To a great extent, the answer lies within a rigorous analysis of industrial drivers, or specializations, within each region. Drilling down into the sub-sectors of shared industry specializations, we find that Baton Rouge, New Orleans, and Houma-Thibodaux are highly synergistic to each other in their economic roles. For example, the oil and gas industry served by Houma-Thibodaux’s Port Fourchon and the Louisiana Offshore Oil Port is the literal feedstock of the petrochemical manufacturing sectors in the Baton Rouge and New Orleans metros. The three regions also share complementary specializations in heavy construction and engineering, shipping, waste management, higher education, seafood processing, and certain advanced manufacturing sectors.
Harnessing these economic synergies in Southeast Louisiana will be critical for bolstering growth in three emerging industries targeted by state and regional economic development organizations: the clean tech, digital media, and biosciences clusters. Many U.S. regions are competing for these same industries, and Southeast Louisiana faces significant challenges in developing the financing, talent, and research capacities that can grow these nascent industries in the long-term.
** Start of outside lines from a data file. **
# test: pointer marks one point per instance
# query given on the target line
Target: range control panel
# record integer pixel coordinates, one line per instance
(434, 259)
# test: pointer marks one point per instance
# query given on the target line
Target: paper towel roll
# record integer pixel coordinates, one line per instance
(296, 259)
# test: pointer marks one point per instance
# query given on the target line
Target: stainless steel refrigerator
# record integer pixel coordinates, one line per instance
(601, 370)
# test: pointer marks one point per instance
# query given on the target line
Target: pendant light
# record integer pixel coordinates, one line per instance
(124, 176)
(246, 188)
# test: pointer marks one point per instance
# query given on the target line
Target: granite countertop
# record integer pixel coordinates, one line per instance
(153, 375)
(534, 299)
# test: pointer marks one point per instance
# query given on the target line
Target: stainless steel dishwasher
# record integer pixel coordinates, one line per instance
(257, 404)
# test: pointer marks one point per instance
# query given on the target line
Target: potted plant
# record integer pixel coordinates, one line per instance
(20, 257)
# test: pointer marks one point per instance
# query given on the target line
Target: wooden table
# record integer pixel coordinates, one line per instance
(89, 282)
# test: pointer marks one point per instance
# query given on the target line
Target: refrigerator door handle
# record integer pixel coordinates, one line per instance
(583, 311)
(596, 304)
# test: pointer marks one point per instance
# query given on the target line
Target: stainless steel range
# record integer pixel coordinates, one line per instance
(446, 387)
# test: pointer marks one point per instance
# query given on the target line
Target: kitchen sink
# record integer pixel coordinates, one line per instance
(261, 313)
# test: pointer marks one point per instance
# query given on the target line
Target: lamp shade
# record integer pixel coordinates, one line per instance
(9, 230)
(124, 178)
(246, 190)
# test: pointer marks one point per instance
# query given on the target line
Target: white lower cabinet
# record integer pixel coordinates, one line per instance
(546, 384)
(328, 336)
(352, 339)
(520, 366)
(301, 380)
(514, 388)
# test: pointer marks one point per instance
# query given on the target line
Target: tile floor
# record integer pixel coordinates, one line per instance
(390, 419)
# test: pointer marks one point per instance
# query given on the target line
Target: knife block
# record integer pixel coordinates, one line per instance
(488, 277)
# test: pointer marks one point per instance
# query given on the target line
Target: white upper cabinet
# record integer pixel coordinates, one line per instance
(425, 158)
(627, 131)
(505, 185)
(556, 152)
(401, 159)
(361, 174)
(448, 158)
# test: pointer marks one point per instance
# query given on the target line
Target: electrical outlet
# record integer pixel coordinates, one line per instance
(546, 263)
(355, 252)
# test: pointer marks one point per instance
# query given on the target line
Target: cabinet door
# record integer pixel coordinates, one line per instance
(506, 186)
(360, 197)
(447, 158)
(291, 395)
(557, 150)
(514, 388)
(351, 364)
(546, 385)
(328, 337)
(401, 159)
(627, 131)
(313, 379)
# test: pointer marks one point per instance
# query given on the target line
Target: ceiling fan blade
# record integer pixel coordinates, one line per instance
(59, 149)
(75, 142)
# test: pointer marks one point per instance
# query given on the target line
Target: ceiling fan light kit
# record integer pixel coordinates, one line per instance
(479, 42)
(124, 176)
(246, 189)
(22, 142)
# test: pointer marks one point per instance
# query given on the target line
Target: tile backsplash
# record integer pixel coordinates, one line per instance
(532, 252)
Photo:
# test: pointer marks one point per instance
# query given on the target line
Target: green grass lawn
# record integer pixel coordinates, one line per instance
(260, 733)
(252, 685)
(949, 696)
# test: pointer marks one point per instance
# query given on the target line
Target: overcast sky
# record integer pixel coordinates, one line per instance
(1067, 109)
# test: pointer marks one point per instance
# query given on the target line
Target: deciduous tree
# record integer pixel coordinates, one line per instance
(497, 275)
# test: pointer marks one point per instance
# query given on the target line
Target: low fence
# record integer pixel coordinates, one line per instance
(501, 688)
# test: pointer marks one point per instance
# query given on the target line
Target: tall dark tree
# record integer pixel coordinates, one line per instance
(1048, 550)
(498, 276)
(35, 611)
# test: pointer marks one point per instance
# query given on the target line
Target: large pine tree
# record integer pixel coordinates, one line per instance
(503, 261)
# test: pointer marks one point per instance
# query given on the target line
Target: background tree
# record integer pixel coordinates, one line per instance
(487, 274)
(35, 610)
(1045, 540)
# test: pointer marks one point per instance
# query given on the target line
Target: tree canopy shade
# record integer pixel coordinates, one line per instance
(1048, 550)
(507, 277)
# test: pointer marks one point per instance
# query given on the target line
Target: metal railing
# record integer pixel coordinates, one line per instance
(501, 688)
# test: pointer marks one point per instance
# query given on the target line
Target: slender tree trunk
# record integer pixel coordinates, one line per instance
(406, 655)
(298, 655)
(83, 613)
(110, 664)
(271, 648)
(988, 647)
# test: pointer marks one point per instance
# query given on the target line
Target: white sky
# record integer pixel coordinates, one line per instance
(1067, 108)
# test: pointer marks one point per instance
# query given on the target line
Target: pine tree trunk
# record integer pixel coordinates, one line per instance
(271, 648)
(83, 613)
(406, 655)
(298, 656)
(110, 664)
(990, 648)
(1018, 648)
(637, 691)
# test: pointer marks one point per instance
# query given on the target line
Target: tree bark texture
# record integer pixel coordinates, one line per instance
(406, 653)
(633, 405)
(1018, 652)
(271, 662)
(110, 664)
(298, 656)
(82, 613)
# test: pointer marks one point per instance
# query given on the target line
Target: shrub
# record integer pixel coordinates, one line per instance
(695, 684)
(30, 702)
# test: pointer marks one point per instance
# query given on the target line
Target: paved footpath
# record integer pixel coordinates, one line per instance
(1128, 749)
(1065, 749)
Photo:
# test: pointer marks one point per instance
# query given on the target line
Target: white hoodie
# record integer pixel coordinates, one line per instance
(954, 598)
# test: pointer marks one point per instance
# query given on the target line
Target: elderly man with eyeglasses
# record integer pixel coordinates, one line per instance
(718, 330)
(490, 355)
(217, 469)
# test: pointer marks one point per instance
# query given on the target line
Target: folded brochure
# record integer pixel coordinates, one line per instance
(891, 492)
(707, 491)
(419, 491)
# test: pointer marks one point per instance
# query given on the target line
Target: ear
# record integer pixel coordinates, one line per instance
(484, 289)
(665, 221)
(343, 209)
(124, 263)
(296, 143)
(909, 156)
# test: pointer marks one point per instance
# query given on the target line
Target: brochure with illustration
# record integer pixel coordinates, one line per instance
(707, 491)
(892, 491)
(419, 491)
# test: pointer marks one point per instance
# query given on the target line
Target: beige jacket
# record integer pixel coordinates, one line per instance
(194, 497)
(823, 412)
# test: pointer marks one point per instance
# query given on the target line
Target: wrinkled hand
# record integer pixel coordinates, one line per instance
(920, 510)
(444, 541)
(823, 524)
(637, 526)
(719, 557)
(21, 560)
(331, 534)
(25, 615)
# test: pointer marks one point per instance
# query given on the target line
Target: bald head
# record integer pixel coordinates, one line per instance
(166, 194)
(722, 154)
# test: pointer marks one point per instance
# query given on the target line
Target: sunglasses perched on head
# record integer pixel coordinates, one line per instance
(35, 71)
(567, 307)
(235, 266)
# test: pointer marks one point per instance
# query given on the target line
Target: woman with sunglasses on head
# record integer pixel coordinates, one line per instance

At the heart of Southeast Louisiana’s economy are sophisticated heavy construction, engineering and scientific consulting, and water transportation. These services are omnipresent in three existing industries that economic development organizations aim to fortify: energy and chemicals, advanced manufacturing, and water management. The greatest challenge for these industries will be redeploying their assets to rebuild coastal marshes that protect economic infrastructure, including ports, pipelines, refineries, chemical plants, and ship yards. Wetland restoration activities will not only be synergistic to the region’s efforts toward economic transformation. They will also be key to the region’s overall sustainability.